“They are coquettish these scented dames,” he mocked, as he poured himself out some wine. “You are not drinking Caron.”
“It is perhaps wise that one of us should remain sober,” answered the Deputy quietly, for in spite of a certain sympathy with the feelings by which Charlot was actuated, he was in dead antipathy to this baiting of women that seemed toward.
Charlot made no answer. He drained his goblet and set it down with a bang. Then he flung himself into a chair, and stretching out his long, booted legs he began to hum the refrain of the “Marseillaise.” Thus a few moments went by. Then there came a sound of steps upon the creaking stairs, and the gruff voice of the soldier urging the ladies to ascend more speedily.
At last the door opened and two women entered, followed by Guyot. Charlot lurched to his feet.
“You have come, Mesdames,” said he, forgetting the mode of address prescribed by the Convention, and clumsily essaying to make a leg. “Be welcome! Guyot, go to the devil.”
For a moment or two after the soldier's departure the women remained in the shadow, then, at the Captain's invitation, which they dared not disobey, they came forward into the halo of candle-light. Simultaneously La Boulaye caught his breath, and took a step forward. Then he drew back again until his shoulders touched the overmantel and there he remained, staring at the newcomers, who as yet, did not appear to have observed him.
They wore no headgear, and their scarfs were thrown back upon their shoulders, revealing to the stricken gaze of La Boulaye the countenances of the Marquise de Bellecour and her daughter.
And now, as they advanced into the light, Charlot recognised them too. In the act of offering a chair he stood, arrested, his eyes devouring first one, then the other of then, with a glance that seemed to have grown oddly sobered. The flush died from his face, and his lips twitched like those of a man who seeks to control his emotions. Then slowly the colour crept back into his cheeks, a curl of mockery appeared on the coarse mouth, and the eyes beamed evilly.

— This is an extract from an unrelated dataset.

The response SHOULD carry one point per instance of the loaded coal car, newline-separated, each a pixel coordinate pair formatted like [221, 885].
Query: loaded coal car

They tense silence was broken by the bang with which he dropped the chair he had half raised. As he leaned forward now, La Boulaye read in his face the thought that had leapt into the Captain's mind, and had it been a question of any woman other than Zuzanne de Bellecour, the Deputy might have indulged in the consideration of what a wonderful retribution was there here. Into the hands of the man whose bride the Marquis de Bellecour had torn from him were now delivered by a wonderful chance the wife and daughter of that same Bellecour. And at Boisvert this briganding Captain was as much to-night the lord of life and death, and all besides, as had been the Marquis of Bellecour of old. But he pondered not these things, for all that the stern irony of the coincidence did not escape him. That evil look in Charlot's eyes, that sinister smile on Charlot's lips, more than suggested what manner of vengeance the Captain would exact—and that, for the time, was matter enough to absorb the Deputy's whole attention.
And the women did not see him. They were too much engrossed in the figure fronting them, and agonisedly, with cheeks white and bosoms heaving, they waited, in their dread suspense. At last, drawing himself to the full of his stalwart height, the Captain laughed grimly and spoke.